The best resin for miniatures guide goes through the main options with a play-vs.-display breakdown. Short version: Siraya Tech Blu and Elegoo ABS-Like are the two to start with.
Where to Get Your STL Files
A great printer is useless without models to print. For DnD specifically, you have excellent options:
- MyMiniFactory / Tribes — Subscription-based access to professional-quality DnD models. Artisan Guild, Titan Forge, and Archvillain Games are the standout creators.
- Printables — Large free library; quality varies widely but there are genuine gems.
- Patreon creators — Often the bleeding edge for unique monster designs and setting-specific factions.
The full STL sources guide covers all of these with a breakdown of what you actually get for the price. If you also run Warhammer 40K and want printer recommendations specific to heroic-scale batch army printing, the best resin printer for Warhammer 40K guide has a separate breakdown for that use case.

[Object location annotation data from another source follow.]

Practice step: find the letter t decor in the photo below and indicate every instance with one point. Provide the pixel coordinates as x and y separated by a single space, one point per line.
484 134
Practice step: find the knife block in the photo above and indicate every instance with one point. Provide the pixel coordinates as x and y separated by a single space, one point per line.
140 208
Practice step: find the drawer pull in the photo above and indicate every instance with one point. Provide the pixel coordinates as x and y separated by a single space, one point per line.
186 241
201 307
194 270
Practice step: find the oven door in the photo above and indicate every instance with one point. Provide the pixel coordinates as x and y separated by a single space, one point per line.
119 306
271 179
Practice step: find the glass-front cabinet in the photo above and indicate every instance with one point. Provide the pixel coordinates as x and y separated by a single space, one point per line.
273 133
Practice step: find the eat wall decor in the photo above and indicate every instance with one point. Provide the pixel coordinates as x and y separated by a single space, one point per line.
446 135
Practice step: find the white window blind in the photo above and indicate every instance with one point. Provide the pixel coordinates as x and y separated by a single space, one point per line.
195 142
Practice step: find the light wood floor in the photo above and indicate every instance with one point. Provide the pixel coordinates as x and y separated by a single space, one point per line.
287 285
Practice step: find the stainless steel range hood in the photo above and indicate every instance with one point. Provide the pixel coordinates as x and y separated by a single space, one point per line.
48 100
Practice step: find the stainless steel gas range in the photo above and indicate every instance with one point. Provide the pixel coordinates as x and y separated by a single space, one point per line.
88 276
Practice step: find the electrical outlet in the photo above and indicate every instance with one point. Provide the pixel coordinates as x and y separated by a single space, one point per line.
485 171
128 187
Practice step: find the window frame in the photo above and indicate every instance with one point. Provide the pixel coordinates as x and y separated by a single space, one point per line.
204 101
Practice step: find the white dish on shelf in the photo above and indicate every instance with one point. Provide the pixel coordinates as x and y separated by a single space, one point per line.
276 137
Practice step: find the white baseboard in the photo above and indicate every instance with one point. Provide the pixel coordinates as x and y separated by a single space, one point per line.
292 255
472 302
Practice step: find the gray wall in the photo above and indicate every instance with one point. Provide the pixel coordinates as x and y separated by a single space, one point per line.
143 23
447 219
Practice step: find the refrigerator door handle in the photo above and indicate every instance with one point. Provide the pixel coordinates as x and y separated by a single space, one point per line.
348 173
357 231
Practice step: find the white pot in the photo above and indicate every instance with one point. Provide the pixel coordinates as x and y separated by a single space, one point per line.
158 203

Frequently Asked Questions
Do I need 8K or 12K resolution for DnD minis? Not necessarily. 10K (34µm XY) — which is what the Photon Mono 10K delivers — is more than sufficient for 28—32mm character models at table distance. Higher resolution is nice but it’s not the bottleneck for most DnD printing. Build plate size matters more for DnD than chasing extra resolution beyond 10K.
Can a resin printer handle terrain? Yes, with caveats. Resin terrain looks excellent — walls, dungeon tiles, scatter terrain. But terrain pieces are volume-hungry and large terrain can stress a smaller build plate. If terrain is a priority, lean toward a larger build plate printer (Saturn 4 Ultra, M7 Pro).
What about FDM printers for terrain? FDM is a legitimate choice for large terrain specifically. If you’re printing dungeons walls at scale, FDM’s faster print time and lower resin cost per cubic centimeter starts to make sense. For minis, resin wins on resolution. For big terrain, FDM is worth considering alongside resin.
Is a wash and cure station necessary? Yes. Washing prints in an IPA jar works, but dedicated wash and cure stations (Elegoo Mercury Plus, Anycubic Wash & Cure Plus) make the workflow dramatically faster and more consistent. Plan for that purchase alongside your printer.